The easiest way to get started is to use the `getting-started.ipynb` notebook.
The documentation of the database and a lot of query examples are in `db_documentation.md`.

It also works quite well to generate new queries using Chat-Bots.
You can paste the `db_documentation.md` file and ask the bot to generate a query for a specific question or idea.

## Some thoughts about the data

I downloaded my own data several times over the past few months without any issues. However, the last time I downloaded it, there was some missing data for the year 2017. For this time period, the reason_end data field consistently showed none instead of the actual reason why the song ended. If you notice anything unusual in your statistics, it might be because the Spotify data export was inaccurate, and I would recommend re-downloading your data.

The data is divided into multiple JSON files, each approximately 10.5MB in size, containing the streaming history. This JSON is comprised of a lengthy list of objects, each representing a listening log. Additionally, there's a PDF file that offers explanations for each data field in various languages. Some preprocessing is performed to work with the data more easily.

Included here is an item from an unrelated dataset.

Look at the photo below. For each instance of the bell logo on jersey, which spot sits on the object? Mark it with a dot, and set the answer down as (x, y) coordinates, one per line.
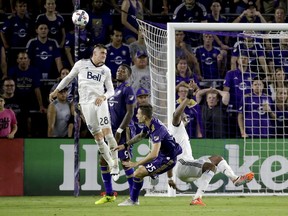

I initially used the `ts` (timestamp) as my standard time reference, but I noticed that there were instances where multiple songs were logged at the exact same time. I suspect this might have occurred due to a lack of internet connection at those moments. That's why I looked at the `offline_timestamp`. The time in this field is saved as a [Unix timestamp](https://www.unixtimestamp.com/). However, some entries in this field don't make sense (they were less than 100 and would be from the 1970s). To address this, I utilize the `offline_timestamp` if it seems plausible; otherwise, I revert to using the normal `ts` for the timestamp.

## Similar Projects

- [Awesome Spotify Stats](https://github.com/rimsiw/awesome-spotify-stats/blob/main/README.md)
- [Analyzing Spotify stream history](https://ericchiang.github.io/post/spotify/)
- [Should have been listening to Phoebe Bridgers](https://www.darrenshaw.org/blog/2023/01/05/should-have-been-listening-to-phoebe-bridgers.html)
- [Your Spotify](https://github.com/Yooooomi/your_spotify)

## Contributing

Contributions to this project are welcome. Feel free to report bugs, suggest ideas or create merge requests.

## Developing

### Update the website data

[uv](https://docs.astral.sh/uv/getting-started/installation/) is used in the project to run Python.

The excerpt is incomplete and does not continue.